Deep Learning (DL) models are being applied to use cases across all industries -- fraud detection in financial services, personalization in media, image recognition in healthcare and more. With this growing breadth of applications, using DL technology today has become much easier than just a few short years ago. Popular DL frameworks such as Tensorflow and Pytorch have matured to the point where they perform well and with a great deal of precision. Machine Learning (ML) environments like Databricks' Lakehouse Platform with managed MLflow have made it very easy to run DL in a distributed fashion, using tools like Horovod and Pandas UDFs.
Challenges
One of the key challenges remaining today is how to best automate and operationalize DL machine learning pipelines in a controlled and repeatable fashion. Technologies such as Kubeflow provide a solution, but they are often heavyweight, require a good amount of specific knowledge, and there are few managed services available -- which means that engineers have to manage these complex environments on their own. It would be much simpler to have the management of the DL pipeline integrated into the data and analytics platform itself.
This blog post will outline how to easily manage DL pipelines within the Databricks environment by utilizing Databricks Jobs Orchestration, which is currently a public preview feature. Jobs Orchestration makes managing multi-step ML pipelines, including deep learning pipelines, easy to build, test and run on a set schedule. Please note that all code is available in this GitHub repo. For instructions on how to access it, please see the final section of this blog.
Let’s look at a real-world business use case. CoolFundCo is a (fictional) investment company that analyses tens of thousands of images every day in order to identify what they represent and categorize the content. CoolFundCo uses this technique in a variety of ways: for example, to look at pictures from malls around the country to determine short-term economic trends. The company then uses this as one of the data points for investments. The data scientists and ML engineers at CoolFundCo spend a lot of time and effort managing this process.

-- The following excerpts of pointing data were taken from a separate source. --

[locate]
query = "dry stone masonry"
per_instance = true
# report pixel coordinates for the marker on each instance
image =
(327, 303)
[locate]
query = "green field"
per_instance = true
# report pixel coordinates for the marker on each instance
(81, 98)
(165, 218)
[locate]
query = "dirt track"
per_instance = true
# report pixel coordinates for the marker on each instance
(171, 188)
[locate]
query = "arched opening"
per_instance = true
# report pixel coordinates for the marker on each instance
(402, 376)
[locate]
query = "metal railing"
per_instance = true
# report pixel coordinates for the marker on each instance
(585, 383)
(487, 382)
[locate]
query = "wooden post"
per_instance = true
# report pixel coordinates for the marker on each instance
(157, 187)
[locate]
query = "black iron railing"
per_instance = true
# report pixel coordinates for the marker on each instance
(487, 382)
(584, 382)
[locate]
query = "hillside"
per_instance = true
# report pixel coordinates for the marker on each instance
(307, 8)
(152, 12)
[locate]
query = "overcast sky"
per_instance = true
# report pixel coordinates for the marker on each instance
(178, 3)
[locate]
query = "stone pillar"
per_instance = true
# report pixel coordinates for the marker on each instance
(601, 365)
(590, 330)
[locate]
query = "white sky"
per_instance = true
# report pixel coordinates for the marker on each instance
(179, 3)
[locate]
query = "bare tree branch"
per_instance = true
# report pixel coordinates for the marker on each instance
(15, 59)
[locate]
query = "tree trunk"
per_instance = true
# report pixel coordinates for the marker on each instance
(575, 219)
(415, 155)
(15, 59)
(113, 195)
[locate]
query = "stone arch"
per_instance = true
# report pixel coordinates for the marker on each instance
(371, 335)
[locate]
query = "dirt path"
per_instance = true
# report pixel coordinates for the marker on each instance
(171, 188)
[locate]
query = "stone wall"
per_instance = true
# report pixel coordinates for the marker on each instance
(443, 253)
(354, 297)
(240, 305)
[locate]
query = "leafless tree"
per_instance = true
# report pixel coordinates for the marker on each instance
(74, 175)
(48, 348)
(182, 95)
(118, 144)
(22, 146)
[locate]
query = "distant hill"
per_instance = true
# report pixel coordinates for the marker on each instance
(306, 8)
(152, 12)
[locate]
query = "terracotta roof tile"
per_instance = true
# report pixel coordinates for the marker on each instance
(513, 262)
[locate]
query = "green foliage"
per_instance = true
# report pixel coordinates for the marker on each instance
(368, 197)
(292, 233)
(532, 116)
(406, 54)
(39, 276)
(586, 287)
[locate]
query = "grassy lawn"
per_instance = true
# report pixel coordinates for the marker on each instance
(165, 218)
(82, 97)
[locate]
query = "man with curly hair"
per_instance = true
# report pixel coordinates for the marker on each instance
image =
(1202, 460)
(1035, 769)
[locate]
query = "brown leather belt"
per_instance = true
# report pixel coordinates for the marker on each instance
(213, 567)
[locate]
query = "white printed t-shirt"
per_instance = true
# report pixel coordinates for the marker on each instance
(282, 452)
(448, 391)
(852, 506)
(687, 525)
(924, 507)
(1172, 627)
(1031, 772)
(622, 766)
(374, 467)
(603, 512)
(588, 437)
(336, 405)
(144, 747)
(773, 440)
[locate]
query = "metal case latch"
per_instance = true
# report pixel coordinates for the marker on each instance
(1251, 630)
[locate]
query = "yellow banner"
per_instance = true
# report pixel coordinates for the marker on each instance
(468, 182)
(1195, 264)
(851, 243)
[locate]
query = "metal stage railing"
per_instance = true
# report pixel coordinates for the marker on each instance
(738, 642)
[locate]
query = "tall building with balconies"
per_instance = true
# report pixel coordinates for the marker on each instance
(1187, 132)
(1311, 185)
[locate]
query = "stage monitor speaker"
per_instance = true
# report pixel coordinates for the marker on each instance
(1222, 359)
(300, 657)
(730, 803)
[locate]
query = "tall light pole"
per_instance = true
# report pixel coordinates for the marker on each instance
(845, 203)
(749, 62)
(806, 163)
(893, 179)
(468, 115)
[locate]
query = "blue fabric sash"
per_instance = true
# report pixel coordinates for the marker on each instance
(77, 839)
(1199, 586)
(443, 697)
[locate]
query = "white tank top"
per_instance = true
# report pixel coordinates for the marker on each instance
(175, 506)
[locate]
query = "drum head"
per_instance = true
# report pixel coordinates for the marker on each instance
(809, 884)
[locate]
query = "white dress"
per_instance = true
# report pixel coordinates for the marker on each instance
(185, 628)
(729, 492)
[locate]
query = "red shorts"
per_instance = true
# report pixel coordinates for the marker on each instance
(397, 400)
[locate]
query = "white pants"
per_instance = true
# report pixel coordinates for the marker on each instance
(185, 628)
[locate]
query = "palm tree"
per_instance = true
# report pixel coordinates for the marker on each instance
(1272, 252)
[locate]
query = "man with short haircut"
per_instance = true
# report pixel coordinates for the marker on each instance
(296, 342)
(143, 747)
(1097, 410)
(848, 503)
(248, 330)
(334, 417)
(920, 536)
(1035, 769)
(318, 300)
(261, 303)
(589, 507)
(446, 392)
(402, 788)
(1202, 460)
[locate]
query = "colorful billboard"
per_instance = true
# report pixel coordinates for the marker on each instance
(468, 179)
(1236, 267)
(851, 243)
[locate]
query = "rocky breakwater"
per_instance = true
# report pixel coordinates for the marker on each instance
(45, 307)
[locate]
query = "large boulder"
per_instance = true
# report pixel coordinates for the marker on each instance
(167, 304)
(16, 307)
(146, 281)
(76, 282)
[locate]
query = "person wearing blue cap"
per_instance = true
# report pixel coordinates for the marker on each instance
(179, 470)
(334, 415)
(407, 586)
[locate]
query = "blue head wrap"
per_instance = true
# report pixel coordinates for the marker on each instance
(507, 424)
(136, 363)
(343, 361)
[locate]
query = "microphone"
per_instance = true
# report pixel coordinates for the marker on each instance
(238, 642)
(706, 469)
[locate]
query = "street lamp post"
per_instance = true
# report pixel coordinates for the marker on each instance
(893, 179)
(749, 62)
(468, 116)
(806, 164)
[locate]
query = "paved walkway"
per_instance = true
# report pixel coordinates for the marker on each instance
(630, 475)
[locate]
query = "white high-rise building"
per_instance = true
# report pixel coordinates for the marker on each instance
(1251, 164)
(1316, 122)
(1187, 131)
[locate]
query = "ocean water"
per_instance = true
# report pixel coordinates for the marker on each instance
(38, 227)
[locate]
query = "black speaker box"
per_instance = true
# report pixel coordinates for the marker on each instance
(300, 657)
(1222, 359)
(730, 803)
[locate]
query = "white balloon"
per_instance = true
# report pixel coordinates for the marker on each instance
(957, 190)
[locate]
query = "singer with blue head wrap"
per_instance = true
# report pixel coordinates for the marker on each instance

CoolFundCo has a large stock of existing images, and every day they get a large batch of new images sent to their cloud object storage (in this example Microsoft Azure Data Lake Storage (ADLS)), but it could also be AWS S3 or Google Cloud Storage (GCS).
Currently, managing that process is a nightmare. Every day, their engineers copy the images, run their deep learning model to predict the image categories, and then share the results by saving the output of the model in a CSV file. The DL models have to be verified and re-trained on a regular basis to ensure that the quality of the image recognition is maintained, which is also currently a manual process conducted by the team in their own development environments. They often lose track of the latest and best versions of the underlying ML models and which images they used to train the current production model. The execution of the pipelines happens in an external tool, and they have to manage different environments to control the end-to-end flow.
Solution
In order to bring order to the chaos, CoolFundCo is adopting Databricks to automate the process. As a start, they separate the process into a training and scoring workflow.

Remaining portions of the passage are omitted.